Is Amex About to Raise the Gold Card’s Annual Fee?

Just a few weeks ago, we warned travelers that an annual fee increase was looming on the fan-favorite American Express® Gold Card , writing: “Hiking the annual fee on the Gold Card to $325 or even $350 wouldn't surprise us in the least.”
We hate to say we told you so. 
In a move first spotted by Danny Deal Guru , it appears Amex was testing the waters on pushing the annual fee from its current $250 (see rates & fees ) up to $325 a year . That's the fee you'd previously find on a “qwww” page for the card – the kind of special link American Express regularly uses when testing product changes, preparing for new welcome offers, or extending bigger, targeted bonuses on select cards.
That page was pulled down shortly after Thrifty Traveler reached out for comment – and in a statement, an American Express spokesperson said the higher fee was “an error on an application page.” But here's a screenshot. 
 
 

 
 
The spokesperson said any Gold Card Members who applied though this page will be charged the current $250 annual fee instead.
But was it really an error? That higher fee was also listed in the card's terms and conditions and once you clicked to apply, too.

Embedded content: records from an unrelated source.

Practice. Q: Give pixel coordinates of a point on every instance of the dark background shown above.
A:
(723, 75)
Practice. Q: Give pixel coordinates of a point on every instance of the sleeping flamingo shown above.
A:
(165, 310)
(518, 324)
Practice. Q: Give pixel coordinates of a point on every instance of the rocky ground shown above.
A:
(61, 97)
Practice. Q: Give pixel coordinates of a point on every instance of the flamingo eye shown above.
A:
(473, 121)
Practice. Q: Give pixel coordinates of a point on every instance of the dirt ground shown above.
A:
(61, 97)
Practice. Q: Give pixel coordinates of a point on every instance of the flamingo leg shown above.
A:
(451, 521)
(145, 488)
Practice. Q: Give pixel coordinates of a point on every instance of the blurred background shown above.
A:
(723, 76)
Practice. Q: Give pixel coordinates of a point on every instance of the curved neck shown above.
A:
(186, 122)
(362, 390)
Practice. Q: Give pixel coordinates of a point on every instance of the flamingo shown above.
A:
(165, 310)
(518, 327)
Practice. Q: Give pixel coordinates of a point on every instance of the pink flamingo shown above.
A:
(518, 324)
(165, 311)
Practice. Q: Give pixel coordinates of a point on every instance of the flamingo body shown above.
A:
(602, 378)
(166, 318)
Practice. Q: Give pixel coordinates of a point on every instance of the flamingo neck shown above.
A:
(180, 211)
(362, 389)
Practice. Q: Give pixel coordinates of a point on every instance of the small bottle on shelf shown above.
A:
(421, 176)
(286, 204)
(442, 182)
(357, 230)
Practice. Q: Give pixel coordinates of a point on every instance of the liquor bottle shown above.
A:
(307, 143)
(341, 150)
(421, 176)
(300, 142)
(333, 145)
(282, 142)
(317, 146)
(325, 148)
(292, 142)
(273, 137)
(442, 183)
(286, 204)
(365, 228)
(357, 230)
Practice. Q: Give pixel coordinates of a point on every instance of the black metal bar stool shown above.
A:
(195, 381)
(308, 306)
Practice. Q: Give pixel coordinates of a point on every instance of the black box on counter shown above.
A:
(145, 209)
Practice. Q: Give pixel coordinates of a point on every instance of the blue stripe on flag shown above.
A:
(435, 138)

That doesn't seem like a random, one-off mistake or fluke. 
If this does happen eventually, it should come as no surprise.
This is what American Express does: Raise annual fees, then add some convoluted benefits to justify the price hike. And it's been six years since Amex raised fees on the Gold Card. 
Yet puzzlingly, no new benefits or statement credits were added to that special page – just the increased price tag. Amex may merely be testing what the final price point on the Gold Card should be … but this would run counter to Amex’s well-worn playbook of adding new perks – some better than others – in order to justify a fee increase. 
If this feels all too familiar, that's because it is. Over the past year, American Express has repeatedly raised credit card annual fees under the cover of added, hard-to-use benefits . In just the last several months, they've done that with the entire portfolio of Hilton Amex cards and Delta SkyMiles American Express cards , too.
If there was any doubt whether this trend would continue, CEO Steve Squeri squashed it last month by promising more “product refreshes” – code for benefits while raising the annual fee – were in the works throughout the year. Squeri justified these changes: “Refreshes really do help to drive demand. It drives awareness and it drives more engagement with existing cardholders. It’s been a strategy that has worked very, very well for us.” 
 

 
Notice he said it's “…worked very, very well for us.” For Amex … not necessarily for travelers and cardholders.
The problem for fed-up cardholders is that no matter how time-consuming it might be to track and use all the credits and benefits that come with Amex cards, these tactics work like a charm for the bank's balance sheet. Amex just keeps making more and more money, including pulling in 15% more in annual fees in the first quarter of 2024 compared to last year – largely powered by its increasingly expensive premium travel cards. 
At $250 annual fee, the Amex Gold isn't exactly cheap now. But by earning an unlimited 4x Membership Rewards points per dollar spent at restaurants worldwide and at U.S. supermarkets (on up to $25,000 per year) too, it's been relatively easy to justify that annual fee . Both categories make the Amex Gold a mainstay for travelers looking to pile up more Amex points.
The card also comes with a monthly $10 dining credit and an additional monthly $10 of Uber Cash. Both of these benefits add up to $240 annually as long as you use them up each and every month – any unused amount won't rollover to the next month. 
Those benefits alone can easily outweigh the current annual fee. But assuming Amex does, in fact, raise the annual fee on the Gold Card, you'd have to think Amex will add something new to justify a higher price tag.
Read more: Amex Statement Credits Are Out of Control
 
Bottom Line
The writing has been on the wall for weeks and now it's on Amex's own site: Amex Gold Card annual fees are going up. 
The credit card company has a dedicated page showing a $325-a-year annual fee, up from its current $250. If and when that increase takes effect is anyone's guess – and the final hike could change. But American Express is clearly testing the waters.